At first this seems like a bit of a disappointment, but once you realize that the multiplayer matches feature up to 16 people, it actually balances out things nicely. This is in addition to the XP system not being quite as in your face as it is with the Call of Duty games. The starting weapons are nicely balanced, but they are not the best. I would actually say that I was surprised at the excellent amount of balance in the multiplayer. It was not as tactical as say, Call of Duty, but it was very old school in its Run-and-Gun nature, which led to some really fun moments. It feels unashamed to be what it is, and that was refreshing in this world where most shooters seem to be taking the same route of “gritty and real.” The game also features four player split screen, which is just as much fun as you remember it.
The various multiplayer modes are actually fun as well. While the standard and team deathmatch modes were enjoyable, I was surprised to find myself playing the “Golden Gun” mode the most, where the Golden Gun becomes a single powerup on the map. It was delightfully chaotic as players were all racing towards the gun, or whoever had it, combating each other along the way. It lead to some of the largest firefights I saw in the game, and the reward of actually getting the Golden Gun was a nice incentive to be as vicious as you could to get the gun. Especially because it gave extra XP for each kill you got with it.
Finally, Eurocom has added some extra missions, Spec Ops style in the form of Mi6 Ops Missions, which challenge you much like the challenge missions have in other games. These are additional, fun distractions that actually do expand the life of the game as you can play them again and again to earn a better score or get more stars.
Graphically, the game does not look amazing. There are some surprisingly cool effects, particularly the rain effects, but explosions look lifeless and the enemies and character models are a bit generic and lifeless. It’s not the worst looking game you might play this year, but it does feel like a port of a Wii game, which is ostensibly is.
The sound design is pretty good as well.
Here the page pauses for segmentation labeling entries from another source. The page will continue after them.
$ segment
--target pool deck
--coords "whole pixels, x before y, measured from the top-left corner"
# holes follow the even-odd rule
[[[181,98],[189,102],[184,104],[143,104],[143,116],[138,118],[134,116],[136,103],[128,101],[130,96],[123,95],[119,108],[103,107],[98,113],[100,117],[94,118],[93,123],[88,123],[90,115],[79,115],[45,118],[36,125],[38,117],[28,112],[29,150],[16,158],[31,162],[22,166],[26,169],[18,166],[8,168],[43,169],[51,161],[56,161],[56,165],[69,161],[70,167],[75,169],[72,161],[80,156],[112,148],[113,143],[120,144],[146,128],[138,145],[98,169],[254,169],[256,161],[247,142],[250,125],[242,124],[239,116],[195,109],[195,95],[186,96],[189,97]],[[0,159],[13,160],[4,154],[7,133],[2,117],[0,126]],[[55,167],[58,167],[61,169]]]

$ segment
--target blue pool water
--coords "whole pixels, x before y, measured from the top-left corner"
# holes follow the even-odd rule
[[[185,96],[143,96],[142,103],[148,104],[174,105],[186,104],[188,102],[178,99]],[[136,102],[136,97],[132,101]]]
The weapons all have a nice kick to them. The voice acting stands out though, as Daniel Craig and the always awesome Dame Judi Dench reprising their roles from the movies. The game even has a movie style opening credits song and sequence, which is not only a nice touch, but an excellent throwback to an old Bond movie tradition.
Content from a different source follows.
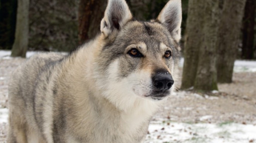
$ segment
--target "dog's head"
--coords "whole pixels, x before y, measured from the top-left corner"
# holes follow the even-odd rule
[[[181,0],[170,0],[156,19],[147,22],[133,19],[124,0],[109,0],[100,25],[105,44],[97,64],[102,75],[98,83],[107,98],[159,100],[170,94],[179,63],[181,19]]]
So while GoldenEye 007: Reloaded is quite different from its namesake, it is still a rather enjoyable alternative to the Call of Duty style of multiplayer. It plays like a much simpler version of that game in all aspects. Mind you, I do not think this is a bad thing, as Call of Duty has a tendency to get wrapped up in its own gameplay. GoldenEye’s simpler take on the genre is refreshingly old school, even if it is somewhat flawed. The AI is not perfect, the linear levels can be disappointing and the plot makes Bond seem borderline incompetent. In spite of all these flaws, the singleplayer is still fun, boosted by a fun and simple multiplayer and some awesome Mi6 Ops missions. While I can’t say it was better than some of the other shooters out this year, it is a pleasant surprise that gets better and better as the game progresses.